You’re creative and innovative and want to lead people to a new space in their lives? God may be asking you to consider becoming a Pioneer.
You already have a job you love but would like to minister at the same time? Training as a Reader with a focus on the local community could be the path for you.
Your first step might be as an Authorised Worship Assistant playing a key role in benefices where ministers can’t always be available. This could lead you on to training for Reader ministry or ordination. As a younger person, you may want to try our Ministry Experience Scheme to experience ministry in a range of settings including prisons, universities or health care.
You may start off as lay minister then choose another path, perhaps into paid ministry. In this diocese, we aim to make the transition as smooth as possible. We invest in people to provide opportunities and to help you find a clear path to your chosen vocation.
Whatever path you’re called to take, this is a diocese that invests in getting alongside you, helping you and our congregations and communities to flourish.
Steps to ordination
We believe all Christians are called to grow in their discipleship and faithfulness to Jesus Christ and to play their part in God’s mission.
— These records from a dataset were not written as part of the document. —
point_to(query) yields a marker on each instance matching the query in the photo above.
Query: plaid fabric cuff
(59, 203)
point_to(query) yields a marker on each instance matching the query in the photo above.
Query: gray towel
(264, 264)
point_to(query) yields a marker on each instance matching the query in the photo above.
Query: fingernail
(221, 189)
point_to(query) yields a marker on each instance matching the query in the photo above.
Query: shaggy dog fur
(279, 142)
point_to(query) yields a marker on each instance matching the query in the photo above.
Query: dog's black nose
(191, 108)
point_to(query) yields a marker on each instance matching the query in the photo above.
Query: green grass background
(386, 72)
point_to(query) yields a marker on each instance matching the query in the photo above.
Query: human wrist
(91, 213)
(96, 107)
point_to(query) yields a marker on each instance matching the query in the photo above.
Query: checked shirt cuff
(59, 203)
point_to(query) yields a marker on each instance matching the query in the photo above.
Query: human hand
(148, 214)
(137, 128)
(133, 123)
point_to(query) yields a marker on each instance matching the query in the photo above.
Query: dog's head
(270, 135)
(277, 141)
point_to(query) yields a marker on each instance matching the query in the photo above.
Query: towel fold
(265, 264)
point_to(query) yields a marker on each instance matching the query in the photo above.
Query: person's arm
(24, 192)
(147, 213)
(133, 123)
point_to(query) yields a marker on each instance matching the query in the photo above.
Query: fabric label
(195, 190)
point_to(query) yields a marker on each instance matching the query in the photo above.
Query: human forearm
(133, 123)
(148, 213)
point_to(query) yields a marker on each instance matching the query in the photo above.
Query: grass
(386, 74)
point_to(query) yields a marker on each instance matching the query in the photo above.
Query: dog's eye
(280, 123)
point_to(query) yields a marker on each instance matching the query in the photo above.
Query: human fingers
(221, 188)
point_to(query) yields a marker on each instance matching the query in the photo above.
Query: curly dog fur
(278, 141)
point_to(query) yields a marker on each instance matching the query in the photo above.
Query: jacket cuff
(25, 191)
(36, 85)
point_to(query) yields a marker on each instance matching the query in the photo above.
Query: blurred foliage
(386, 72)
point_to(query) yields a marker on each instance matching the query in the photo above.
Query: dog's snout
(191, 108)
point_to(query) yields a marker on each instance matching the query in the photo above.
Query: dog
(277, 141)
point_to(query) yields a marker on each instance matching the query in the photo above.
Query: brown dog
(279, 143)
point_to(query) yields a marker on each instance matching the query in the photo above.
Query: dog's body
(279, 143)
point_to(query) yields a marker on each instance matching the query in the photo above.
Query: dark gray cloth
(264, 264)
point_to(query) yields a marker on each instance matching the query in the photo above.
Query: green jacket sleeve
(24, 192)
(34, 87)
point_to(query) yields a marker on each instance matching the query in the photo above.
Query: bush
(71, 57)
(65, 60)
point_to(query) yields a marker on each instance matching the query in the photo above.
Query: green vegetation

Sometimes God chooses us for a specific role of leadership in His church. If this is your calling, the first step is to talk to your church leader or chaplain or to one of our team of Vocations Advisors who will work with you to identify what type of ministry is right for your unique skills and talents.
If the path points towards ordination, your Bishop will send you to a selection residential known as a Bishop’s Advisory Panel who will decide whether to recommend you for ordination training.
On completion of your course at theological college, you will be ordained a deacon by your bishop and begin a curacy in a parish. Choosing to do your curacy in this diocese, you will be assured of full and friendly support along with plenty of resources. You will work alongside an experienced church leader, putting all you have learned into practice as you prepare for your own ministry.
If you are training for the priesthood, you are likely to be ordained after a year of curacy and be able to preside over Holy Communion. As deacon you will already have experience of weddings and baptisms in your ministry and indeed you may decide to remain a deacon. Whatever you decide, there’s a place for you in this diocese.